1. Technical Field
The invention disclosed broadly relates to data processing technology and more particularly relates to improvements in information retrieval.
2. Background Art
For the last two decades the retrieval of documents using a computer has been a prominent application in both business and library science. Two methods of preparing and retrieving documents have become established in the state of the art. They are:
Manual Generation of Key Word: At the time of document archival, operator intervention is required to manually attach to the document a set of terms that, in the opinion of the operator, describe the content or theme of the document being stored. The words or phrases may or may not occur within the document and represent a subjective judgement by the operator as to how the document may be queried in the future.
Contextual: Prior to document archival, each word in the document text is reviewed and based on a criterion or set of criteria, words and phrases are chosen as being retrieval terms for the subject document. In its simplest form, each word in the document text can be viewed as a retrieval term. Alternately, elaborate grammatical criteria can be used to scale down the selection of key words from the document text to more specific words which, based on linguistic and information science methodology, are determined to have a greater level of specificity and to be of more use in later retrieval.
An example of the manually generated key word retrieval system is the IBM PROFS System and an example of a contextual system for document text is the IBM STAIRS program product. Both of these are examples of host computer based information retrieval systems. An example of a contextual information retrieval system for document text, which operates on a personal computer or a local area network is the IBM Search Vision product.

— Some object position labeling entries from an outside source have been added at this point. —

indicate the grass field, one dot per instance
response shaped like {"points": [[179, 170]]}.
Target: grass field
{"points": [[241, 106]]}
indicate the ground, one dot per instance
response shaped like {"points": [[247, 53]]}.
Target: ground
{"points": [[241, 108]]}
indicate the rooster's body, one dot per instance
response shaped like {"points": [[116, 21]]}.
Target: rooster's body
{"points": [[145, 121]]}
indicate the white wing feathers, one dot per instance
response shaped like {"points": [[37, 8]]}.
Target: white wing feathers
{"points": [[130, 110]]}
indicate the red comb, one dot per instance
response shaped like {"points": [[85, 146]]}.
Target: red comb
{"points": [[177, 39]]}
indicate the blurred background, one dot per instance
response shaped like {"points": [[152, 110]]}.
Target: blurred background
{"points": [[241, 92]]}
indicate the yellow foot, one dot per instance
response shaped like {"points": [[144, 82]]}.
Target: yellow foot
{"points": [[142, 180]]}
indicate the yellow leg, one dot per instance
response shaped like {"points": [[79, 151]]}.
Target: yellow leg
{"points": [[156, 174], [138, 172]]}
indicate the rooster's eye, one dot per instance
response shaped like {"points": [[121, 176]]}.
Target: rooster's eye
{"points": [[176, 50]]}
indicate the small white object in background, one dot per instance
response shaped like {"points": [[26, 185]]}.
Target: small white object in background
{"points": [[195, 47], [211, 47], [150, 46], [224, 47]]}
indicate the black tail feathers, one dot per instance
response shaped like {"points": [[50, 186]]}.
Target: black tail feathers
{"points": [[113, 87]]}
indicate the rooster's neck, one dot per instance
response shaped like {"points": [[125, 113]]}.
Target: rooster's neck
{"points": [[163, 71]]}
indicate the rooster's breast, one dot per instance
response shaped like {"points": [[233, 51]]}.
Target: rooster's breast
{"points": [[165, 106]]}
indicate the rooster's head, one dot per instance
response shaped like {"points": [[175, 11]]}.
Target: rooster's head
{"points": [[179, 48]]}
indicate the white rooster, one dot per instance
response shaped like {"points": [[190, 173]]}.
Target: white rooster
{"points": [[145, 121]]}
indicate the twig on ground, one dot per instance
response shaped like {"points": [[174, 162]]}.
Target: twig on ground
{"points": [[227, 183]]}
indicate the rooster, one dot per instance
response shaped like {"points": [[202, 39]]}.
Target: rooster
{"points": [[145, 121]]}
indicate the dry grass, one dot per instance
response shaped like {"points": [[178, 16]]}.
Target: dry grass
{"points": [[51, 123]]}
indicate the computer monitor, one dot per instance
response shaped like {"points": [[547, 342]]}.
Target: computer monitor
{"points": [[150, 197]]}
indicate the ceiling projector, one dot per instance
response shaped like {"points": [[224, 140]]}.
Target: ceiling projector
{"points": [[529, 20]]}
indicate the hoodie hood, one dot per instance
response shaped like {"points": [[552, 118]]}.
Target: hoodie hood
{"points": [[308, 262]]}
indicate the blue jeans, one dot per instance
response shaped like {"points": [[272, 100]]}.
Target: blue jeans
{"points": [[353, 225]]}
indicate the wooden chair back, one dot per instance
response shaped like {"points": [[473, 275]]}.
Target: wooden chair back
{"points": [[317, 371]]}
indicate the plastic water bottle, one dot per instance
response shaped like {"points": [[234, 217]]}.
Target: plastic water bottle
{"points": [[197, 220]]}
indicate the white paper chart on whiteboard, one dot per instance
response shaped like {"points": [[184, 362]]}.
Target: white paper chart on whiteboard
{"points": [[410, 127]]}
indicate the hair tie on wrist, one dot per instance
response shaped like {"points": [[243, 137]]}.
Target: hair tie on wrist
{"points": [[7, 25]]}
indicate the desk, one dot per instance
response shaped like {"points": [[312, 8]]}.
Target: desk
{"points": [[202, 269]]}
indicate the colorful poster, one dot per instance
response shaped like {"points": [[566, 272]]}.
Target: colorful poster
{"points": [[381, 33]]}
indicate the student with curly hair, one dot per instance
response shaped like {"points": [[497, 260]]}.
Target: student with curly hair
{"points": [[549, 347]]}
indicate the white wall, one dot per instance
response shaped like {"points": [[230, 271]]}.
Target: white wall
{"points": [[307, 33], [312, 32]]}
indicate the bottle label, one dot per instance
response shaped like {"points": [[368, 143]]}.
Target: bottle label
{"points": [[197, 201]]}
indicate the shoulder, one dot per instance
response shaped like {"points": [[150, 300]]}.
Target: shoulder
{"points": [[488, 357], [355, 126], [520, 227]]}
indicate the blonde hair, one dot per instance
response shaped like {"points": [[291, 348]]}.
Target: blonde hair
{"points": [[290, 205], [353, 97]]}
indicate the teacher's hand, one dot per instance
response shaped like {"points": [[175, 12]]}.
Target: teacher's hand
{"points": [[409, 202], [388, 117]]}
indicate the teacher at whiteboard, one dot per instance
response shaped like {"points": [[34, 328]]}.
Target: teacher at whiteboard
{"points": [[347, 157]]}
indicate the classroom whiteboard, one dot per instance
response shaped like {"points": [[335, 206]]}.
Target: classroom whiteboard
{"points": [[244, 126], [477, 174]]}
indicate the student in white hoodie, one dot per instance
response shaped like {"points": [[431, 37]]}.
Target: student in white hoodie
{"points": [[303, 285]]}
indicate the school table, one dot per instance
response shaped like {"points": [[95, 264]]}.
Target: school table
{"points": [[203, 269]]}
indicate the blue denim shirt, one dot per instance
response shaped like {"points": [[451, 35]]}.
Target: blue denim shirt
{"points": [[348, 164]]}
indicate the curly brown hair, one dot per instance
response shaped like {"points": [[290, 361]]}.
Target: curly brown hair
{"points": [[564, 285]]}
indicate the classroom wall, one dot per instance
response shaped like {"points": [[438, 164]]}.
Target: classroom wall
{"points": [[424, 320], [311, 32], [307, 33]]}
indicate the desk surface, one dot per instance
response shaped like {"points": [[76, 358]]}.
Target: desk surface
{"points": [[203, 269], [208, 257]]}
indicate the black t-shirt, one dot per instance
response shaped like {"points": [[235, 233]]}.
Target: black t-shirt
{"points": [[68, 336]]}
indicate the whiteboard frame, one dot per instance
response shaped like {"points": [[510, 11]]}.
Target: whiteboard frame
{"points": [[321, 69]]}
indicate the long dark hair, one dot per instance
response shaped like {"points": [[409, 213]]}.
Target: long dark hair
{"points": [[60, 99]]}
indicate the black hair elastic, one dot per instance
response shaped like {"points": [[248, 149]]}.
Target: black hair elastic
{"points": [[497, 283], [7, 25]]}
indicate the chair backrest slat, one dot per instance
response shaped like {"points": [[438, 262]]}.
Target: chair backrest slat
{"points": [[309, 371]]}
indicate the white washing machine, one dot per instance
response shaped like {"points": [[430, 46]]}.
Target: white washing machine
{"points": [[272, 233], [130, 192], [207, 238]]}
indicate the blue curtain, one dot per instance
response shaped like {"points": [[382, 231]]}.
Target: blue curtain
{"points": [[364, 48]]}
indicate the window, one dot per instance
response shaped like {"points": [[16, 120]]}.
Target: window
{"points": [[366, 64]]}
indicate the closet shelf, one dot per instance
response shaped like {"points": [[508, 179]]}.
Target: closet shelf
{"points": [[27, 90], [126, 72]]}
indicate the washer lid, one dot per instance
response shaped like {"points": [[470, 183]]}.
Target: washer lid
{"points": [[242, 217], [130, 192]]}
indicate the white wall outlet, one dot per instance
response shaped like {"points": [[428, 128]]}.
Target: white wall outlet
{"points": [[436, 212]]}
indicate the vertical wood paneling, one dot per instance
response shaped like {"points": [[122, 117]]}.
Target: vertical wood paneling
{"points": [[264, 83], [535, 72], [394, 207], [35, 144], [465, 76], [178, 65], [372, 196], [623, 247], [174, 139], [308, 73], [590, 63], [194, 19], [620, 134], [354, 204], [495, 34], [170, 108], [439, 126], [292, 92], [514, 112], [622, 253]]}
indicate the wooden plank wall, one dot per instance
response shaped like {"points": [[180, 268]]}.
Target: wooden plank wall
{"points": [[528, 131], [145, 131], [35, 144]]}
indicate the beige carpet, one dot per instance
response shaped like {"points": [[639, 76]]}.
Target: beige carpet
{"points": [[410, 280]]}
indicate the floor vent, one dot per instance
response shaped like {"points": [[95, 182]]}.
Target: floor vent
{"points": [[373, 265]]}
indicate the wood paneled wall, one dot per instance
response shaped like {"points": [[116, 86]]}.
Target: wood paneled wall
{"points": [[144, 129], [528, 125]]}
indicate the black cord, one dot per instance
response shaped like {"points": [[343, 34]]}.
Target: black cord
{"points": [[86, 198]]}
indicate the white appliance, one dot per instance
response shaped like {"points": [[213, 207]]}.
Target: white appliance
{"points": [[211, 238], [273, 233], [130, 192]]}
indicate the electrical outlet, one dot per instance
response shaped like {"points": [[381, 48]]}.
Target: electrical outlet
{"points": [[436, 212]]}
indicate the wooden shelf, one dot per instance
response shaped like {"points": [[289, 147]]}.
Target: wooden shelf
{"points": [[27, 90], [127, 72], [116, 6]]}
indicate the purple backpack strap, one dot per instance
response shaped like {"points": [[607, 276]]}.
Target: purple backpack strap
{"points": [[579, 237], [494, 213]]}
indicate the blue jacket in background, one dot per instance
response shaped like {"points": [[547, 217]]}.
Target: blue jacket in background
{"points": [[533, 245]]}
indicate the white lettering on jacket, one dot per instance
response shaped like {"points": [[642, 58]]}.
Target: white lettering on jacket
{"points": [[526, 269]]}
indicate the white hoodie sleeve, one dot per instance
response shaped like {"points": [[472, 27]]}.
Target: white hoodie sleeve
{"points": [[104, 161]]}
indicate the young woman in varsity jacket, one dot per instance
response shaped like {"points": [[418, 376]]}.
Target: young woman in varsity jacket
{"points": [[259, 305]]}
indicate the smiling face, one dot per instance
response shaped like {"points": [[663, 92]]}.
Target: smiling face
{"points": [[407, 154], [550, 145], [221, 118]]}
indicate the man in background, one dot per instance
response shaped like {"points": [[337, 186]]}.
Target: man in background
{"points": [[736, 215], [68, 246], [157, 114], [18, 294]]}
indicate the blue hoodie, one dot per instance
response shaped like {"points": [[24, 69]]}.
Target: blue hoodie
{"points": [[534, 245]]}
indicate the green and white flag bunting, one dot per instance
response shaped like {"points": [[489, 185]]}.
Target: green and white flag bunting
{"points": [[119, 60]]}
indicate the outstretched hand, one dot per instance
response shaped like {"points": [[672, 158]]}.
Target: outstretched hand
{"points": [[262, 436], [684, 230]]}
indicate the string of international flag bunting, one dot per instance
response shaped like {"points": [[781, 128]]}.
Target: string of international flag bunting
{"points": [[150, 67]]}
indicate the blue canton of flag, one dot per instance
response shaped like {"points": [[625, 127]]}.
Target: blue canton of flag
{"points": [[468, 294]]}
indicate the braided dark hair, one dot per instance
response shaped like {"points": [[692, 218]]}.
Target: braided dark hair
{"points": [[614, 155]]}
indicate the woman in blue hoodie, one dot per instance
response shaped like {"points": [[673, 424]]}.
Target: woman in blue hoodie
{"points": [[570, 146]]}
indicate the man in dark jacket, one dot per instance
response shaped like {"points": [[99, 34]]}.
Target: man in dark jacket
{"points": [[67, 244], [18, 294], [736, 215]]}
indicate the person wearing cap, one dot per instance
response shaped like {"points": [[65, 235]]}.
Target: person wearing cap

The prior art has not provided an efficient means for archiving documents having mixed object types of both text and non-text objects. In the prior art, if an archivist were attempting to archive a document which included images or graphics, the archivist would manually add descriptive terms as key words from his own judgement as to words which most appropriately describe the image or graphic. The prior art has failed to provide a contextual approach to archiving documents having non-text objects. Furthermore, non-text objects contained within a document are not independently accessible in prior art information retrieval systems.